Quand une harmonisation des pays européens dans tous les domaines aura-t-elle enfin lieu ?
Tout d’abord, divers décalages existent entre les pays européens en ce qui concerne la politique fiscale. Même si l’harmonisation fiscale semble vue comme une finalité pour le projet européen selon certains pays de l’UE, il ne faut pas oublier que celle-ci avantagerait parmi les Etats membres surtout ceux qui possèdent un taux d’imposition élevé. En effet, cette harmonisation ne serait pas bénéfique pour beaucoup de pays, comme l’Irlande qui utilise son taux d’imposition bas pour attirer les grandes entreprises internationales, ou encore pour les pays de l’Est, comme la Pologne, qui utilisent ce faible niveau de fiscalité pour avoir un coût du travail plus bas. Cependant, cette harmonisation fiscale présenterait certains bénéfices car elle empêcherait une concurrence « déloyale » entre les Etats membres. Le fédéralisme budgétaire pourrait donc être une autre alternative. Dans ce cas de figure, l’Union européenne pourrait créer son propre budget et prélever librement ses impôts. Cette configuration donnerait cette fois-ci davantage de moyens financiers ainsi que de poids à l’Union européenne, qui aujourd’hui, dépend des contributions des Etats membres et d’1% du PIB de l’ensemble de l’Union. La prérogative du vote du budget a toujours été un élément crucial de la souveraineté d’un Etat. C’est pourquoi beaucoup de pays européens sont réticents à l’idée d’augmenter les capacités financières d’un budget européen. A titre de comparaison, on constate que le budget fédéral américain constitue 25% du PIB américain, comme l’estime Stéphane Saurel dans son ouvrage Le budget de l’Union européenne, ce qui témoigne d’un écart considérable entre le budget américain et européen.

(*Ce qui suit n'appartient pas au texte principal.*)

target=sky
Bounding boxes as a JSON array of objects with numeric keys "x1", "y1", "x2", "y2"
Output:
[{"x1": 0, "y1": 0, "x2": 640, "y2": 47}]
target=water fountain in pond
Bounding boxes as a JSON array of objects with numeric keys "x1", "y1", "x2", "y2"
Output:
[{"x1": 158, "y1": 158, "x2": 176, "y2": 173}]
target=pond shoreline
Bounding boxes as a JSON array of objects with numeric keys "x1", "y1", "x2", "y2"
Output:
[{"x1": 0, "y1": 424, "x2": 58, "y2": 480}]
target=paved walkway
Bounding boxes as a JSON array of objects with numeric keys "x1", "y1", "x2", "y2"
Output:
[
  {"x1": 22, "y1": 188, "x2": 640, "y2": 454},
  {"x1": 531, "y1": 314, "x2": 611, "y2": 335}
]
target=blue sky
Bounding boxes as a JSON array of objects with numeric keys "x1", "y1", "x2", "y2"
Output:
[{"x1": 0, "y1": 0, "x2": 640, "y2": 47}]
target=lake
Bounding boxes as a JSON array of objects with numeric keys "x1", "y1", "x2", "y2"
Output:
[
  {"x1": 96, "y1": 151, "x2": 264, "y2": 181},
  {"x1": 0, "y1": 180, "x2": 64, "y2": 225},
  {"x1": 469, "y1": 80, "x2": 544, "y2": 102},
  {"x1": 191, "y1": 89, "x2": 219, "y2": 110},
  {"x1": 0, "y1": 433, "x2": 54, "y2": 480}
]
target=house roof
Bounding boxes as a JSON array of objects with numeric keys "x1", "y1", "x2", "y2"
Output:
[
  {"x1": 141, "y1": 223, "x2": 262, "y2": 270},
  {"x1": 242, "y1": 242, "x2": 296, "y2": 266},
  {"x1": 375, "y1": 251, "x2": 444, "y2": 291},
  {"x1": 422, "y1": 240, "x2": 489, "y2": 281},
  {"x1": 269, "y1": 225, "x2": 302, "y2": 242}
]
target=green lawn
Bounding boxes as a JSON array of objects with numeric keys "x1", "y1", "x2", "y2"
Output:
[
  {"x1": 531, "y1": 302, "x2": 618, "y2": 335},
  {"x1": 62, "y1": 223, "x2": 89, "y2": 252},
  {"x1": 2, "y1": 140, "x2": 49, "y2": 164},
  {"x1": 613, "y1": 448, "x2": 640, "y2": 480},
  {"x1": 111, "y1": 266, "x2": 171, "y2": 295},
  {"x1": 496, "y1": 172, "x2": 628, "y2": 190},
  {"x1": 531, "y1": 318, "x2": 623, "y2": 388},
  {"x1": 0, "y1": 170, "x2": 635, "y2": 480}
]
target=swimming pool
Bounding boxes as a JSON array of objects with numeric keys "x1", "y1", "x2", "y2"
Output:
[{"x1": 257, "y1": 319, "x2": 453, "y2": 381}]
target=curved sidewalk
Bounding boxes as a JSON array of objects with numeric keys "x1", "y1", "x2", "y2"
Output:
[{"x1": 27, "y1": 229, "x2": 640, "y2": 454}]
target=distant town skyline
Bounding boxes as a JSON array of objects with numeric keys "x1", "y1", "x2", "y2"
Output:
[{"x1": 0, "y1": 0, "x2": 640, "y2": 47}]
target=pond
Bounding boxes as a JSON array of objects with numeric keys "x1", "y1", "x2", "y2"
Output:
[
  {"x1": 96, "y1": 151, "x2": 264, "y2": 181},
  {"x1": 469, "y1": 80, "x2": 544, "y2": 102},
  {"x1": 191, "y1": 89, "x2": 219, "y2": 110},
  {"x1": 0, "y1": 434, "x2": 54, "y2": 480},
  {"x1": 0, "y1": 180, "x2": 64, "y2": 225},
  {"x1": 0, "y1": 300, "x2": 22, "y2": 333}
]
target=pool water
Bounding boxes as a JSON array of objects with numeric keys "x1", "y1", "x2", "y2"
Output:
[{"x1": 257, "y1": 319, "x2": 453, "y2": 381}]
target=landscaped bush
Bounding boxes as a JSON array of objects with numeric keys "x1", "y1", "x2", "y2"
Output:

Néanmoins, des hommes politiques envisagent d’autres stratégies au niveau national, comme on a pu le constater lorsque Bruno Le Maire, ministre de l’économie français, a proposé le 17 janvier 2020 en France, la mise en place d’une taxe sur les GAFAM (géants du numérique américains : Google, Amazon, Facebook, Apple et Microsoft) à l’échelle européenne. Il les accuse en effet de ne payer que très peu d’impôts, en implantant leur siège dans des pays où le taux d’imposition est très faible. Alors que l’Espagne, la République Tchèque et l’Italie emboîtent le pas à la France, en approuvant ce projet de taxes numériques, d’autres pays restent plus réticents. L’Allemagne par exemple, craint des mesures de rétorsion américaines sur les importations allemandes vers les Etats-Unis (notamment concernant l’automobile allemande), si à leur tour, les Allemands choisissaient d’augmenter leur taux d’imposition au niveau national. C’est pourquoi une autonomie en matière fiscale pourrait devenir propice à une Europe soudée et solidaire, encore faut-il un accord unanime des pays européens, autre frein à une construction européenne efficace, laissant place à nouveau à de nombreux débats.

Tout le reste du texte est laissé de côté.